Un gamin est arrivé avec un échiquier magnifique, bleu et or. C'était un mauvais élève, un de ceux qui ramassaient souvent des claques. Tout le monde l'a regardé d'un autre œil ce jour-là, y compris le Maître. Il avait réussi à prouver qu'il était bon à quelque chose, grâce à cette activité sortant du programme scolaire. Peut-être que les filles silencieuses faisaient de magnifiques travaux d'aiguilles… mais l'activité “Couture” était libre. Pour le Maître, c'était l'autre façon de dire qu'il ne s'en occupait pas.
Ma carrière en marche
Fin d'année, le Maître attaque le gros morceau du programme en maths : les tableaux proportionnels. Personne n'y comprend rien alors il s'embrouille dans ses explications et revient à la bonne vieille règle de trois. Ce changement de méthode me perd définitivement alors que je commençais à m'y retrouver. Ma note en composition fléchit un peu, même si je suis toujours première. Le Maître me regarde alors avec compréhension et me dit : “C'est vrai que là, ça devient un peu difficile”. Le message fut limpide pour moi, alors que j'avais neuf ans. Le Maître ne m'en voulait pas d'avoir moins bien réussi, il s'y attendait même un peu… J'étais soulagée. Ce fut la première fois, mais pas la dernière, que j'ai douté de mes capacités en mathématiques…
Contexte
Collège.

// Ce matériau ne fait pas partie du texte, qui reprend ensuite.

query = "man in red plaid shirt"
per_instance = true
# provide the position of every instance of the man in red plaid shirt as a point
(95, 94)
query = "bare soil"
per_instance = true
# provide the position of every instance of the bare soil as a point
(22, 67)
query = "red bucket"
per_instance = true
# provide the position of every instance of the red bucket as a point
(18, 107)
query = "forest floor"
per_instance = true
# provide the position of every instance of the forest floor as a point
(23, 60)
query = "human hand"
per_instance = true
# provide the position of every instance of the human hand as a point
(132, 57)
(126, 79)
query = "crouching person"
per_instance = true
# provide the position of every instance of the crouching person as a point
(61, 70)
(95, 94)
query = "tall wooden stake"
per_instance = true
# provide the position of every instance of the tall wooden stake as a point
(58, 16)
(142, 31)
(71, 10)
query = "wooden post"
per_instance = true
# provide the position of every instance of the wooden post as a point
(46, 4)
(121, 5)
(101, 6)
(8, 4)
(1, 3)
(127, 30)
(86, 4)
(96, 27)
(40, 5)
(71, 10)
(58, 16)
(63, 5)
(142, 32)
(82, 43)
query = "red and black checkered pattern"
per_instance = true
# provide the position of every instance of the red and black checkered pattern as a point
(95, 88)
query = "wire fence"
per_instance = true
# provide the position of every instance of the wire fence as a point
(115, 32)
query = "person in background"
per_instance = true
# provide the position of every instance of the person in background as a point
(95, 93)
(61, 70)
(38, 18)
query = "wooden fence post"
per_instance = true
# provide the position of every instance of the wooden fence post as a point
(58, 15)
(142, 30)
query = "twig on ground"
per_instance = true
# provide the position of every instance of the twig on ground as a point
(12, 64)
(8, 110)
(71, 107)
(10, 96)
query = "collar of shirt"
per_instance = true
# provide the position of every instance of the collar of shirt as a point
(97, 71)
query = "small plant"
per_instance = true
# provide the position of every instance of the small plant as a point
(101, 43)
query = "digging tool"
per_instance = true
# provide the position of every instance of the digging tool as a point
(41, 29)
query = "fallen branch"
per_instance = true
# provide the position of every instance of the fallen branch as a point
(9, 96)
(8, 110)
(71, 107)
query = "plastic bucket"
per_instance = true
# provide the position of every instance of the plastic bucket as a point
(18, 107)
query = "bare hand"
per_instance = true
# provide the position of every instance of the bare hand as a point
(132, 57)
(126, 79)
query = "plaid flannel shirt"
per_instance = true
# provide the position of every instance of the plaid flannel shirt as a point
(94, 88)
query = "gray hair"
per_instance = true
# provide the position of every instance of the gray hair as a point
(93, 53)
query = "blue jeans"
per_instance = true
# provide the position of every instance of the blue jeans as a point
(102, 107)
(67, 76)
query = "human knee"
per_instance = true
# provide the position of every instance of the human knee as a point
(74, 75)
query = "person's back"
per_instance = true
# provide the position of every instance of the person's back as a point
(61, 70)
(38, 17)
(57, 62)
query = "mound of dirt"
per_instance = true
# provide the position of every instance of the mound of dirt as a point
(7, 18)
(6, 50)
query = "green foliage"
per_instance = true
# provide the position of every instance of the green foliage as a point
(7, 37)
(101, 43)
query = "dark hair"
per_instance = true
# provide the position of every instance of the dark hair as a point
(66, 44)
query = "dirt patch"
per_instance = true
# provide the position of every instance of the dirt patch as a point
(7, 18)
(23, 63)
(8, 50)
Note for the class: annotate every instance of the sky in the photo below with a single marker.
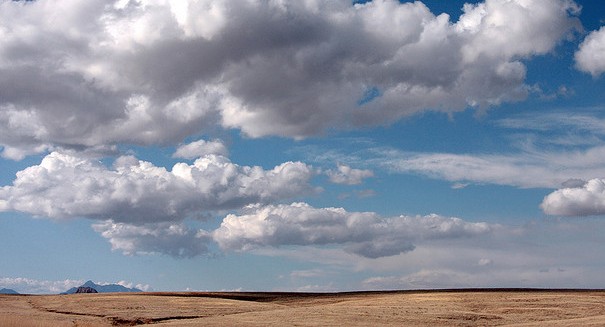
(309, 145)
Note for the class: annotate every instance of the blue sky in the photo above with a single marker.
(302, 145)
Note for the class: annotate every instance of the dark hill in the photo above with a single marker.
(111, 288)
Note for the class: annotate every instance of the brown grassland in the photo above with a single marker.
(508, 307)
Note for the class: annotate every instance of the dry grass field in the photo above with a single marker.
(405, 308)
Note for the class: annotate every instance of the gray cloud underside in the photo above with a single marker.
(587, 199)
(362, 233)
(134, 191)
(82, 74)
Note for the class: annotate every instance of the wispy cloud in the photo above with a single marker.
(35, 286)
(111, 82)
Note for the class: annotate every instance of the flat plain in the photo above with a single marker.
(471, 307)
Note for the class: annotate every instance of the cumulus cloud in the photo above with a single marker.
(584, 200)
(349, 176)
(156, 72)
(362, 233)
(531, 169)
(590, 57)
(134, 191)
(176, 240)
(200, 148)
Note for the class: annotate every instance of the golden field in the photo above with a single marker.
(400, 308)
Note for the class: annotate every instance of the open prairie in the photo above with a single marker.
(404, 308)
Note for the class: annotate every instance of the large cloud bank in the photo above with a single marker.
(134, 191)
(94, 73)
(363, 233)
(591, 55)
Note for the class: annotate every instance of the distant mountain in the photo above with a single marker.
(8, 291)
(111, 288)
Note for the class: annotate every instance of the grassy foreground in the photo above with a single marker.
(402, 308)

Biologie et physique : les cours de tous les défis. C'est là qu'on dissèque l'œil de bœuf, qu'on se pique le doigt pour déterminer son groupe sanguin, qu'on allume le bec bunsen et qu'on concocte des mélanges détonants avec du méthane et de l'oxygène.
Portraits
Je regarde avec mépris ces filles qui jouent les petites natures devant les dissections, qui racontent comment la vue du sang les fait s'évanouir et qui refusent d'allumer le bec bunsen. Bien sûr, cet œil de bœuf qui me regarde du fond de sa cuvette me fait un drôle d'effet. Bien sûr, j'ai moi aussi peur du bec bunsen. Plutôt me faire couper en morceaux que de l'avouer ! Pourtant ces filles qui jouent les midinettes effarouchées sont populaires auprès des garçons, on les trouve drôles, charmantes et de bonne compagnie. Certes, on se moque d'elles aussi, mais apparemment, ce n'est pas grave, ça en augmente même leur intérêt !
J'ai l'impression d'avoir manqué quelque chose. Je me demande un moment si je ne devrais pas plutôt essayer de me comporter comme elles… devenir une fille.
Continuité
Je ne suis pas une fille, je ne suis pas un garçon, la sexualité, c'est pour les grands, cela ne nous touche pas, à notre âge… et voilà que je découvre à quatorze ans que des filles de ma classe sortent avec des garçons !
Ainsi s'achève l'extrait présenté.